O EVANGELHO SEGUNDO LÁZARO
Jesus e Lázaro são as personagens centrais do romance. Jesus é apresentado por Lázaro através do filtro da amizade que não põe em causa a verdade declinada nos textos bíblicos. As vidas daqueles que se cruzam e confundem com as de Lázaro e Jesus coexistem em diferentes universos culturais e convergem para a construção de “uma história feita de ses”, porque assim é a “vida do homem mortal”, segundo Lázaro, o “narrador deste texto”, uma longa carta de 450 páginas, dirigida ao “neto adorado”, pois só a ele pode legar o seu conhecimento da vida e obra de Jesus.
A narrativa começa e termina num tempo presente, desenvolvendo-se em sucessivos flashbacks e flashforwards e abrangendo cinquenta sete anos da vida do narrador que, logo no início, antecipa uma síntese do que vai ser narrado: a amizade de Lázaro e de Jesus, centro irradiador de todas as pequenas histórias que ilustram vivências e ensinamentos.
A morte de Jesus e a ressurreição de Lázaro são os dois acontecimentos-chave que mudam o curso da história. A ressurreição de Lázaro desencadeia uma espécie de abalo sísmico. No próprio ressuscitado, na sua família e na comunidade, induzindo uma avalanche de emoções, superstições e tensões de vária ordem. “Ninguém que morre sabe que está morto”, pensa Lázaro, e acha desconcertante o facto de, durante todo o tempo que esteve no túmulo, “o Sol ter continuado a nascer e a Lua a pôr-se no céu”. Ver morrer Jesus é para Lázaro pior do que a sua própria morte. É não só uma perda irreparável, mas também o fim de tudo aquilo em que acreditou e pelo qual estava disposto a dar a vida. Ao ver Jesus pregado na cruz, conclui que “o seu sangue já não cai apenas sobre a terra seca aos pés da cruz, mas sobre todas as esperanças que alguma vez tive”.
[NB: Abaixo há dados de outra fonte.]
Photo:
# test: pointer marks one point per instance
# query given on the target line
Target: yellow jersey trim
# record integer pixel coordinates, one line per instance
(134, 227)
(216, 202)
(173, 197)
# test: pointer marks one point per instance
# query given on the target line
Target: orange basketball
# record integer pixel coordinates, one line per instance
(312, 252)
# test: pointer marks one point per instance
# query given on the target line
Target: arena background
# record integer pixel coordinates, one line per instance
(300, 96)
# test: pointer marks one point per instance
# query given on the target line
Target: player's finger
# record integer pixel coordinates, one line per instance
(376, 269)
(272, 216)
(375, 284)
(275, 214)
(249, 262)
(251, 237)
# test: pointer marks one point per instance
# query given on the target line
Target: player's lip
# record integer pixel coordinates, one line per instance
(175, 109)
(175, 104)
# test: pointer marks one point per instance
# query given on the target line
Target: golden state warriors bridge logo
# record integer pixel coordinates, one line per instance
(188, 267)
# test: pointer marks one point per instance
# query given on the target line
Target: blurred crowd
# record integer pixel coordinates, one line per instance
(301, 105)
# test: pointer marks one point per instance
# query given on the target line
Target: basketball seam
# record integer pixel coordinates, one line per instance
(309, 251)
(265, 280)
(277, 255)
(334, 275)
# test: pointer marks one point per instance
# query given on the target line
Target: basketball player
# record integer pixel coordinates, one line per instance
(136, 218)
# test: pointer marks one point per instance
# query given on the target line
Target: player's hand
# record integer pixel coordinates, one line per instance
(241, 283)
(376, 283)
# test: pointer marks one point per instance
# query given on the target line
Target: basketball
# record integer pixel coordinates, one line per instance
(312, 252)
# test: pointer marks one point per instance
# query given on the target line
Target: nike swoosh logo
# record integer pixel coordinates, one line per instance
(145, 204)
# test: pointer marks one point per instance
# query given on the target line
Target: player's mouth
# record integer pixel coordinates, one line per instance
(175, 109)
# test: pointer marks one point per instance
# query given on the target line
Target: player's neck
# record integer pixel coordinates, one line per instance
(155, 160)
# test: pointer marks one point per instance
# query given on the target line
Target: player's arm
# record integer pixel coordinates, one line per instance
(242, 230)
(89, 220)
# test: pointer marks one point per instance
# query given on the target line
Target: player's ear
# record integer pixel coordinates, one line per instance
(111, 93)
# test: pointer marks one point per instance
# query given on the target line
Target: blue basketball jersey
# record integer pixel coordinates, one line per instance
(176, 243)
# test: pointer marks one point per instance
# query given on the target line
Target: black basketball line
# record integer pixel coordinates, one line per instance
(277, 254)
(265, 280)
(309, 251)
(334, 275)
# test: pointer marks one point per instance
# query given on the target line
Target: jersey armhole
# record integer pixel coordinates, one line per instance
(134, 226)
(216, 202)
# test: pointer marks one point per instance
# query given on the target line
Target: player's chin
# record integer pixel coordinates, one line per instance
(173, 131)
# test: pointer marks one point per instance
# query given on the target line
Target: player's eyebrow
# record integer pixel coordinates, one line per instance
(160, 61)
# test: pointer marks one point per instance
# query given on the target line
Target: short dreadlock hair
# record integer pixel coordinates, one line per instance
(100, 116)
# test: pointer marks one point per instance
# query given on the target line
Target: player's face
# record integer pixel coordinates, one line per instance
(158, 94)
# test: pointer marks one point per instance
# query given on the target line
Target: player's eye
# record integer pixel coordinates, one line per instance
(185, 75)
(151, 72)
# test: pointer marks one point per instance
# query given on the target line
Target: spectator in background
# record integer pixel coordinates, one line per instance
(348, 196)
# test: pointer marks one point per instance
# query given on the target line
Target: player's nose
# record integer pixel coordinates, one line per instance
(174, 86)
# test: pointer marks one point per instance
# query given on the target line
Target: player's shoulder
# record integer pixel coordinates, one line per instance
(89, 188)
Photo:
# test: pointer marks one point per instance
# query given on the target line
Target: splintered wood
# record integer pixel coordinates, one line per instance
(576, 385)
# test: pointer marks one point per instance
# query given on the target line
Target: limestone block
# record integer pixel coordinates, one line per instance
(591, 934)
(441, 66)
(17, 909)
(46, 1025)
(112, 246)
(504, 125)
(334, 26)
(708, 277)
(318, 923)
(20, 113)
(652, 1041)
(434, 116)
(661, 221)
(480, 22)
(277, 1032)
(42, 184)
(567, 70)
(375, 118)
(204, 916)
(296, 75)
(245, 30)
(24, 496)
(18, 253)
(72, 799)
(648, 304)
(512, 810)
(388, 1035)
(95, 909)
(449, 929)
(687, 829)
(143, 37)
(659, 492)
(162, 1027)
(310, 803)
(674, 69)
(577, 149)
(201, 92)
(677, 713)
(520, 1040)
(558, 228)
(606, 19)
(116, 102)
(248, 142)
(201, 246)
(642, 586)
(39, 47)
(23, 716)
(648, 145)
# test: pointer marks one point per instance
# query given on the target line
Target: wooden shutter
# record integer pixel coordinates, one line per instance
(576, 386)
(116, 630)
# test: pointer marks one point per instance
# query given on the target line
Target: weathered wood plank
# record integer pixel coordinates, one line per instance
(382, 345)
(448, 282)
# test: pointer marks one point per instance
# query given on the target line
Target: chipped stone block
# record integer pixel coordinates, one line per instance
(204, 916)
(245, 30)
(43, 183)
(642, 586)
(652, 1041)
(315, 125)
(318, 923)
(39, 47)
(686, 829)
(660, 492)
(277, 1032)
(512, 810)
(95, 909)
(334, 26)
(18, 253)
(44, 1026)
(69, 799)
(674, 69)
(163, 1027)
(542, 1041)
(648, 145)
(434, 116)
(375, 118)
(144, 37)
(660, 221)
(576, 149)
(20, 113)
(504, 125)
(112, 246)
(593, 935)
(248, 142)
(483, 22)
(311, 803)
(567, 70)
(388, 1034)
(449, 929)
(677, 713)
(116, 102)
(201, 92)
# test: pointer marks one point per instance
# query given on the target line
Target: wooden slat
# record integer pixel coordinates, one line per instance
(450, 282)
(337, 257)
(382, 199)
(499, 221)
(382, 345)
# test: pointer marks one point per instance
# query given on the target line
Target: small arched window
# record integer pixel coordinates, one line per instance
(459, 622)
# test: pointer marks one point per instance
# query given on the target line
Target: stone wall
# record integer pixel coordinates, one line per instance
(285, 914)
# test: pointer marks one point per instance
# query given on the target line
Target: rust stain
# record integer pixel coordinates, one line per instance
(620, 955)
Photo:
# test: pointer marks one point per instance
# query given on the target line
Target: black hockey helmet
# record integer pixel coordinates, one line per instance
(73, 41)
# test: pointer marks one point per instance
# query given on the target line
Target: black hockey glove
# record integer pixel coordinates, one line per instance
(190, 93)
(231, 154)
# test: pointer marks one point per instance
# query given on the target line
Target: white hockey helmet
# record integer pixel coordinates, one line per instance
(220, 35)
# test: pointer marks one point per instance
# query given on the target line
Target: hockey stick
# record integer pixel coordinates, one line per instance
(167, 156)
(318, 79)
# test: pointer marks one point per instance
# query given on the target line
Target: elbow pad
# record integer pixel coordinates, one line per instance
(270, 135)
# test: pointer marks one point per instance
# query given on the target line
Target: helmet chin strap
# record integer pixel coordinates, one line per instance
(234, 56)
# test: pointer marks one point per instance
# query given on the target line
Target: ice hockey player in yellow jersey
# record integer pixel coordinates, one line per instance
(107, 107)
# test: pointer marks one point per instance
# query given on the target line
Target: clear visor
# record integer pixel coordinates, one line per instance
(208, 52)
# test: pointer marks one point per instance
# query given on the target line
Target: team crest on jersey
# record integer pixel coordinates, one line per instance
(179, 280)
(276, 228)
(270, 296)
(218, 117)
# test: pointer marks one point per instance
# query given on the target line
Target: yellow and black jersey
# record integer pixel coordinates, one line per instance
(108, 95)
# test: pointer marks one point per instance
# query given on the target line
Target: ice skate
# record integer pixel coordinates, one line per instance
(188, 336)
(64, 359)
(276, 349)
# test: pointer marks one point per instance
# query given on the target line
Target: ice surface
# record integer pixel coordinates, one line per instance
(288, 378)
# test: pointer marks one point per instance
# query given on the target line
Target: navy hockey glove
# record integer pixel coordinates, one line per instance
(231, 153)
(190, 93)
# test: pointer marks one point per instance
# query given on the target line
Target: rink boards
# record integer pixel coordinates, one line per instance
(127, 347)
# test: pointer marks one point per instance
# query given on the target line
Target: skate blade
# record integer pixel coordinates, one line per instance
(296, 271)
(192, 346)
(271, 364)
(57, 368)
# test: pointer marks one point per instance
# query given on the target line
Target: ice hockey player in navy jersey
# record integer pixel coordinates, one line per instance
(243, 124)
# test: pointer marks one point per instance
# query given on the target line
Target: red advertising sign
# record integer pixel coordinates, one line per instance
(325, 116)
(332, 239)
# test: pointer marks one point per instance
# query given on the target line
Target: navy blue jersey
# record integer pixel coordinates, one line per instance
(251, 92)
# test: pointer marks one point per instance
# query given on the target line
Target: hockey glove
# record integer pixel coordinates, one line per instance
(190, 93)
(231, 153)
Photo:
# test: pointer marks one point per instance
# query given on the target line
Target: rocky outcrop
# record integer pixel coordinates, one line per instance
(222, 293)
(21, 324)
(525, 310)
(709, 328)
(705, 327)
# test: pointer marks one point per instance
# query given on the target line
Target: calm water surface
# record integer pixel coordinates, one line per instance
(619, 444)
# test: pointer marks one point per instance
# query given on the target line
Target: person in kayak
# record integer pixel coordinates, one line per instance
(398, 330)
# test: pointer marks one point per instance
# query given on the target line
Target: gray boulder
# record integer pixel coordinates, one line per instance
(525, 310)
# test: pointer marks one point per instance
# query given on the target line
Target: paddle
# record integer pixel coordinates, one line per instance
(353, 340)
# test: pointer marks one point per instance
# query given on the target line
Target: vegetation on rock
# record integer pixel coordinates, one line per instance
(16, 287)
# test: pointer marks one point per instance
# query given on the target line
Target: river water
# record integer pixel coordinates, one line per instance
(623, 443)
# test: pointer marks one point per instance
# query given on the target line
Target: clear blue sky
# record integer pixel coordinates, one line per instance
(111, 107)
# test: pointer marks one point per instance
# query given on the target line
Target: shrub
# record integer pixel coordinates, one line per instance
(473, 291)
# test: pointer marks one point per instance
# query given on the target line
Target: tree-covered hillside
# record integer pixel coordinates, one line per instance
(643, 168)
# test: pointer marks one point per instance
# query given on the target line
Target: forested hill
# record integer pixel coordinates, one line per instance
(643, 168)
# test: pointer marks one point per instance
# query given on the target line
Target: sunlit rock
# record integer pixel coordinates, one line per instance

O Evangelho segundo Lázaro é um romance singular, em que Richard Zimler vai cerzindo com audácia criativa a dimensão intangível de um universo onírico, alternando episódios luminosos com episódios sombrios, a provar que “a banalidade do mal” de que fala Hannah Arendt é inerente ao ser humano. As desigualdades sociais e as discriminações de vária ordem são temas que mantêm atualidade e pertinência. O papel da mulher na sociedade é desvalorizado. Apenas a sua função reprodutora é socialmente reconhecida. Marta, irmã de Lázaro, sempre que olha para a filha adotiva “sente no ventre o vazio estéril que lhe fez perder a leal afeição do marido e a tornou inútil aos olhos da própria família”. Como ainda hoje, também naquele tempo, o acesso à educação era mais difícil para elas que para eles. Quando Lázaro nasceu, Mia, sua irmã, deixou de estudar porque, segundo o pai, o nascimento de um rapaz tornara desnecessária a educação dela.
Dois mil anos depois, persistem as injustiças sociais, as discriminações de género, a desvalorização do trabalho braçal, a importância do parecer em detrimento do ser… Há domínios em que o mundo raramente pula e pouco avança.